Even the reservoirs of the hydroelectric power stations are running out of
their provisions, causing power blackouts. On 25 June, President Mahinda
Rajapaksa participated in a meeting with representatives of the farmers of
Mahaweli and Polonnaruwa, among the areas most at risk. According to Mahinda
Yapa Abeywardena, the Minister of Agriculture, about 60,700 hectares of arable
land are in danger of being destroyed.
The North Central, Northern and North Western Provinces are
the most affected areas. "Many reservoir tanks", the minister
explained, "have already dried up, and the crops are destroyed. The state
will do its utmost to help the poor peasants."
According to officials of the Department for irrigation,
farmers in Polonnaruwa have left about 3,000 hectares of land uncultivated; in
Mahaweli, 6,000 hectares of paddy fields and 20,250 hectares of other crops are
close to destruction.

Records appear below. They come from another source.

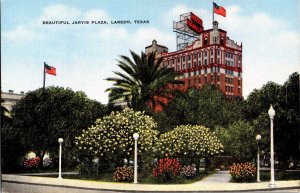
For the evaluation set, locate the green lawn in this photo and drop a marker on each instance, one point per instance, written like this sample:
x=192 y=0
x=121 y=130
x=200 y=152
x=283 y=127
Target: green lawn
x=144 y=179
x=280 y=175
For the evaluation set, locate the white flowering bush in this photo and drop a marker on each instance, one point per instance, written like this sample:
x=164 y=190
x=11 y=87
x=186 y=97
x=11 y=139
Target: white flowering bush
x=113 y=135
x=188 y=171
x=192 y=141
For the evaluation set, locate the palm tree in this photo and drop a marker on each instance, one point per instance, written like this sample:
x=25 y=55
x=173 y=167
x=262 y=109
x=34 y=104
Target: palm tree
x=144 y=83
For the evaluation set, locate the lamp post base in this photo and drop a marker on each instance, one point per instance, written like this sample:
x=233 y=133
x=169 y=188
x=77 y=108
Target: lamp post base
x=272 y=185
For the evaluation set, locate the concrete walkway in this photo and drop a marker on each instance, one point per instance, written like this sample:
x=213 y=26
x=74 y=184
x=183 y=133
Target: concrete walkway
x=218 y=177
x=130 y=187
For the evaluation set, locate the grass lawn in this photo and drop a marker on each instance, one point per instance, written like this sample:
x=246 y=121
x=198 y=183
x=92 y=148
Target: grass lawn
x=144 y=179
x=280 y=175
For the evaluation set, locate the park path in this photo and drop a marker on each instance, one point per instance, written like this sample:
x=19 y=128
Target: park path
x=218 y=177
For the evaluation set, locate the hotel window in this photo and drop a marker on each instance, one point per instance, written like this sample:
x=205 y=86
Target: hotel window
x=205 y=41
x=222 y=40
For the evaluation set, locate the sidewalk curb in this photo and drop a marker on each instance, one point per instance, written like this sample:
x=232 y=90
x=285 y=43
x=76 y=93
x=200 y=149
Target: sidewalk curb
x=158 y=191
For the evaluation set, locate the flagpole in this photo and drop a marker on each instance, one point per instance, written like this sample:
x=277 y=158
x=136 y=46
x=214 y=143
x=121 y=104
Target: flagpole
x=213 y=15
x=44 y=76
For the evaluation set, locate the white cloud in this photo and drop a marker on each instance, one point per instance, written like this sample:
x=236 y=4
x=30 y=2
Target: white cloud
x=60 y=12
x=20 y=33
x=98 y=14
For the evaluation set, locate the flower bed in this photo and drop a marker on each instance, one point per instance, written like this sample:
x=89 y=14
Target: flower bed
x=243 y=172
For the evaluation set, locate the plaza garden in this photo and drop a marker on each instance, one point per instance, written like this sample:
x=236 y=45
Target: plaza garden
x=195 y=133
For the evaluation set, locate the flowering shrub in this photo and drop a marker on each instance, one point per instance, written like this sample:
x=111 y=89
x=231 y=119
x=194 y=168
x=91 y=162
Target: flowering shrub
x=112 y=134
x=47 y=162
x=32 y=163
x=188 y=141
x=243 y=172
x=123 y=174
x=188 y=171
x=167 y=169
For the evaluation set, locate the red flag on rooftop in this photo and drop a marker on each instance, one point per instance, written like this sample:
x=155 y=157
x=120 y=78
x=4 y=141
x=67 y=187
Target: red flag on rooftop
x=50 y=70
x=219 y=10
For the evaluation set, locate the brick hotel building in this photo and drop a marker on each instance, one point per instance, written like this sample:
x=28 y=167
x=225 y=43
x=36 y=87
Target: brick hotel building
x=210 y=58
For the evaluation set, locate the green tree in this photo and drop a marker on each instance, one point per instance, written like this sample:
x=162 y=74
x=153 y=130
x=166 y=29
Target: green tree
x=189 y=143
x=43 y=116
x=11 y=148
x=111 y=138
x=285 y=100
x=239 y=140
x=143 y=81
x=207 y=106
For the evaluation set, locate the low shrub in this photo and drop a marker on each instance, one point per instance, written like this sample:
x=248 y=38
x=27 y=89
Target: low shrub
x=243 y=172
x=123 y=174
x=32 y=163
x=188 y=171
x=167 y=169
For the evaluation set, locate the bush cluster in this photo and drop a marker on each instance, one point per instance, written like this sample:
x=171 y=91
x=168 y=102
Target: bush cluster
x=188 y=171
x=32 y=163
x=123 y=174
x=167 y=169
x=243 y=172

The situation of farmers in Eastern Province, instead, is
positive; according Abeywardena, "they have handled their water resources
well, dedicating themselves also to alternative crops other than rice, which
requires large amounts of water."
Meanwhile, the decrease of water in the hydroelectric tanks
has caused an 11.7% drop in the production of energy, to 3.58 GWh. To meet
demand, the state is resorting to thermal energy, whose production has risen by
88.3%. According to authorities, this increase in the use of thermal energy
risks causing major losses for the Ceylon Electricity Board (CEB).
If the rains were to be further delayed, the National Council
for water supply and drainage would be forced to increase electricity blackouts
and ration drinking water.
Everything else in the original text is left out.